Oracle Scratchpad

March 18, 2011

ASSM ouch!

Filed under: ASSM,Infrastructure,Oracle — Jonathan Lewis @ 6:20 pm GMT Mar 18,2011

Here’s a nasty little surprise I got last week while investigating an oddity with stats collection. I wanted to create a table in an ASSM tablespace and populate it from two or three separate sessions simultaneously so that I could get some “sparseness” in the data load. So I created a table and ran up 17 concurrent sessions to insert a few rows each. Because I wanted to know where the rows were going I got every session to dump the bitmap space management block at the start of the segment – the results were surprising.

I was using 11.1.0.6, with a locally managed tablespace with 1MB uniform extents, 8KB blocks, and ASSM. Here’s the basic code:

create table t1 (
	n1	number,
	v1	varchar2(100)
)
tablespace test_8k_assm
;

--
--  17 sessions then synchronised to do the following
--

begin
	for i in 1..3 loop
		insert into t1 values(i, rpad('x',100));
		commit;
	end loop;
end;
/

alter system flush buffer_cache;
execute dump_seg('t1',1,'table',0)

(The dump_seg() procedure is just a simple bit of code I wrote to dump selected blocks from a named segment.)
The results I saw in the bitmap block were so bizarre that I then ran the following query:

select
	dbms_rowid.rowid_block_number(rowid) as block_id,
	count(*)
from
	t1
group by
	dbms_rowid.rowid_block_number(rowid)
order by
	block_id
;

Remember, I was using 8KB blocks and 1MB uniform extents – which means 128 blocks per extent – and I had started with a completely new, clean, tablespace. So how many blocks do you think I had allocated to the table ? Here are the results of my query:

  BLOCK_ID   COUNT(*)
---------- ----------
        40          3
        41          3
        43          3
       106          3
       110          3
       112          3
       165          3
       173          3
       236          3
       303          3
       433          3
       464          3
       541          3
       555          3
       563          3
       626          3
      1000          3

What you see here is a table which has managed to allocate several extents – despite the fact that the 17 sessions could have inserted their data into 17 separate blocks in the first extent of the table. The table had grown to nine extents – although it hadn’t even put data into all the extents – and according to dbms_stats.gather_table_stats()there were 1,088 blocks in the table !

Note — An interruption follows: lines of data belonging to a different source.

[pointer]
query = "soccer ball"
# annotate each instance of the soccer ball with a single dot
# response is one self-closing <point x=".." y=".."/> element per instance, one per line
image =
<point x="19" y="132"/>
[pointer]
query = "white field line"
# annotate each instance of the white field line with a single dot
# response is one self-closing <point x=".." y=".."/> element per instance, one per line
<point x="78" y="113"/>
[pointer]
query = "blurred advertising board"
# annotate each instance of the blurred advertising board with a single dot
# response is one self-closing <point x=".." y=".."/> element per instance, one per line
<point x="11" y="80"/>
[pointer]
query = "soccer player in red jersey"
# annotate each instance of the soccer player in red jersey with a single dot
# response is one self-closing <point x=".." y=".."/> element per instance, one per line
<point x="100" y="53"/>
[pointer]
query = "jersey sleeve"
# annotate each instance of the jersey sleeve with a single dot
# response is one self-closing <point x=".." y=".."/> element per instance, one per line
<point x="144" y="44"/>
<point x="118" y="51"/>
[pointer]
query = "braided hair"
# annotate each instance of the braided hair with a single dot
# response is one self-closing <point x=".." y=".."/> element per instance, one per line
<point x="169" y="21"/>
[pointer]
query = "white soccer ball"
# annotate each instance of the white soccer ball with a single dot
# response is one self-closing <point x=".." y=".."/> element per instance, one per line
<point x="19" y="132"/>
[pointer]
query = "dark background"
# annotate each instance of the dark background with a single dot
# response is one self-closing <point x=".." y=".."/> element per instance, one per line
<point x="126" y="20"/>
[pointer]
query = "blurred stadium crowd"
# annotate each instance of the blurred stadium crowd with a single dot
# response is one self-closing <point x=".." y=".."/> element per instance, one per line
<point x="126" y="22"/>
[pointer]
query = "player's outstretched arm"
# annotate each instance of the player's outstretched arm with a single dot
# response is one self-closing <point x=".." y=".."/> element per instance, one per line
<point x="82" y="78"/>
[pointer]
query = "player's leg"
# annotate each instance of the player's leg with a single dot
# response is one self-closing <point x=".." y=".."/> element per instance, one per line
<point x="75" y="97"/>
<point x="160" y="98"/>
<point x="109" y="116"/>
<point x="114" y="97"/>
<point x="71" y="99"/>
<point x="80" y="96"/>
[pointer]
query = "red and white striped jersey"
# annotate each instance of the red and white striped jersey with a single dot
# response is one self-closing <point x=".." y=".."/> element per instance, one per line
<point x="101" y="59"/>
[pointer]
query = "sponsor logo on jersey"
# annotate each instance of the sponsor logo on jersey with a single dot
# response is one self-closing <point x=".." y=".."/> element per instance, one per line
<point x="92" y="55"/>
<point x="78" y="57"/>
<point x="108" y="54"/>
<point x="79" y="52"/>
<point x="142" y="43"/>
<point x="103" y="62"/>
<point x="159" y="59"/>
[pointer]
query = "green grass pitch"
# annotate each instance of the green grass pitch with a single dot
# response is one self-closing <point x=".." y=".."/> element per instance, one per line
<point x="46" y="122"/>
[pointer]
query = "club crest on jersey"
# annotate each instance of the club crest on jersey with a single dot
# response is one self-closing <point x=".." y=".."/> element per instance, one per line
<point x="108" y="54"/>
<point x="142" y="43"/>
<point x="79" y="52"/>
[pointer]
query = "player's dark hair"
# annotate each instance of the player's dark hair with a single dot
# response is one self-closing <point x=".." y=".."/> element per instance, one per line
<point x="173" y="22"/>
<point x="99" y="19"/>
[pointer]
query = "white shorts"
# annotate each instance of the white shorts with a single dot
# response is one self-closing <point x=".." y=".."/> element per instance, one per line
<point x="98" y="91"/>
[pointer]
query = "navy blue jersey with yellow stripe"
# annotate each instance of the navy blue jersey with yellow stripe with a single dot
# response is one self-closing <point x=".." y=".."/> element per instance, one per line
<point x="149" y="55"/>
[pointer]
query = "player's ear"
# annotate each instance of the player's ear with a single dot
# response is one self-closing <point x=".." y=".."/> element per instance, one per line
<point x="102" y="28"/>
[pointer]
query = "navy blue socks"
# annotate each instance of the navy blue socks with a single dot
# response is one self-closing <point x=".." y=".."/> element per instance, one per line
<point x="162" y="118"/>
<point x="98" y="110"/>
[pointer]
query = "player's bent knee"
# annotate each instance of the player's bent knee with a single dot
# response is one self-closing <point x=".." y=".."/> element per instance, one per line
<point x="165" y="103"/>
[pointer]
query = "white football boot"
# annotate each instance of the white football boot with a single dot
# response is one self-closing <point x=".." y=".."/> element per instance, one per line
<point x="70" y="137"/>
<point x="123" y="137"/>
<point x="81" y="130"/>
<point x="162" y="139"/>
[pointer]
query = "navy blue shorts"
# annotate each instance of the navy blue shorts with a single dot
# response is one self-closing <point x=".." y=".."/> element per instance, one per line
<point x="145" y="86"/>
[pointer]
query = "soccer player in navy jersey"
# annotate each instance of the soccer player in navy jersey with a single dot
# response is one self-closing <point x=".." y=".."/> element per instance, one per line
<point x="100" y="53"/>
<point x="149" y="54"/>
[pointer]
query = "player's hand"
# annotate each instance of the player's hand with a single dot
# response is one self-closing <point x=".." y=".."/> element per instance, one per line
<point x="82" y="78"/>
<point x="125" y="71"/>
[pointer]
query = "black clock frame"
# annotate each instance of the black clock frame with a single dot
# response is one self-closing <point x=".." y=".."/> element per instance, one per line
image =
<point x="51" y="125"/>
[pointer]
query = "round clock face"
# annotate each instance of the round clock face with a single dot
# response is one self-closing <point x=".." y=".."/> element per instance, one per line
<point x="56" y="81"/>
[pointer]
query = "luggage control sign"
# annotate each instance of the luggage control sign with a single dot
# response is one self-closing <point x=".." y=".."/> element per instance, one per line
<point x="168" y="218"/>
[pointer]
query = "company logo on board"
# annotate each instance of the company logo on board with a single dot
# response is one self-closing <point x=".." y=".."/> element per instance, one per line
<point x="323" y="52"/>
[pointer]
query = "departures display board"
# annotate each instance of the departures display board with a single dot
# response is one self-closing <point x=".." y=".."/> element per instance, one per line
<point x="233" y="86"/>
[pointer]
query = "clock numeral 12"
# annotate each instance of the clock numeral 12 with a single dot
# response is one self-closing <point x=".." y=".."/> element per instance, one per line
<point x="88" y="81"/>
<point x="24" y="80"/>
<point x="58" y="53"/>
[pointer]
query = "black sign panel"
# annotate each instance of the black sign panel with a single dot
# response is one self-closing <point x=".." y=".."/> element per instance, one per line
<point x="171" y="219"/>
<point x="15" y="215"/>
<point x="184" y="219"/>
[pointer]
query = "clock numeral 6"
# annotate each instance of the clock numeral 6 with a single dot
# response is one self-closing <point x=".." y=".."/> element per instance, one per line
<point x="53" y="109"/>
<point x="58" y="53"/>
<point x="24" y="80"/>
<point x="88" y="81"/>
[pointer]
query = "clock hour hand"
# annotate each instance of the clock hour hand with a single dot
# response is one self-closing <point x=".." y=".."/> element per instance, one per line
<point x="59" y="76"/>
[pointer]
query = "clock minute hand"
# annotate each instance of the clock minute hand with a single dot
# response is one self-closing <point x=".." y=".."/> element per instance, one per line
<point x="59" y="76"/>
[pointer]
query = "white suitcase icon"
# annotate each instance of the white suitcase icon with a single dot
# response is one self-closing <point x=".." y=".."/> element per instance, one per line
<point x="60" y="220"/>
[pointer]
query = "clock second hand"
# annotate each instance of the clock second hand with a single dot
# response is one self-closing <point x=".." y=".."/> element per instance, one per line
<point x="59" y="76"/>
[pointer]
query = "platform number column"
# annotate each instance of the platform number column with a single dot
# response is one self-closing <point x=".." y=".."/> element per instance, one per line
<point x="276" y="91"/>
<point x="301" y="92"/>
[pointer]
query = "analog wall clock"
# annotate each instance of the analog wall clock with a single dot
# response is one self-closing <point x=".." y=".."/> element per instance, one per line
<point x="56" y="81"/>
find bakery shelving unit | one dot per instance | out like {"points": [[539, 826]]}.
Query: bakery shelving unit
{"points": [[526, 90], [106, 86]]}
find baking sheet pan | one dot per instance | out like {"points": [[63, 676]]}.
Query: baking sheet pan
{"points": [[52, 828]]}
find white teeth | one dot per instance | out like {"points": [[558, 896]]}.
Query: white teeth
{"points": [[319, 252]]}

This looks pretty disastrous for ASSM – but I do have to say that flushing the buffer cache (17 times) could have introduced an extreme pinning problem that resulted in this surprising result. When I removed the flush and dump lines from my test the “realistic” results showed 17 blocks used in the first extent – so don’t panic if you’re using ASSM in a highly concurrent system; but if you have a couple of tables that seem to be much bigger than expected, maybe you now know what to look for.

9 Comments »

  1. Seeing the extent boundaries might be illustrative. If I recall correctly though, through some patch level if a session has to wait for a free block inserting (while another session’s insert attempt has already requested a new extent), instead of waiting for the new extent the other session already requested, the second session asks for a new extent as well. So if you sequence of alter flush and dump seq is pinning the extent I could see that. I wonder what happens if you toss a lock sleep in so all the inserts complete before the first alter.
    Concurrency driven excessive extent allocation drove one of my customers temporarily to distraction, but that was driven by many concurrent sessions inserting and a legitimately full extent, not an artifact of flushing. Nightly pre-allocation of a day’s worth of extents is one solution to that problem until the relevant patch is in place.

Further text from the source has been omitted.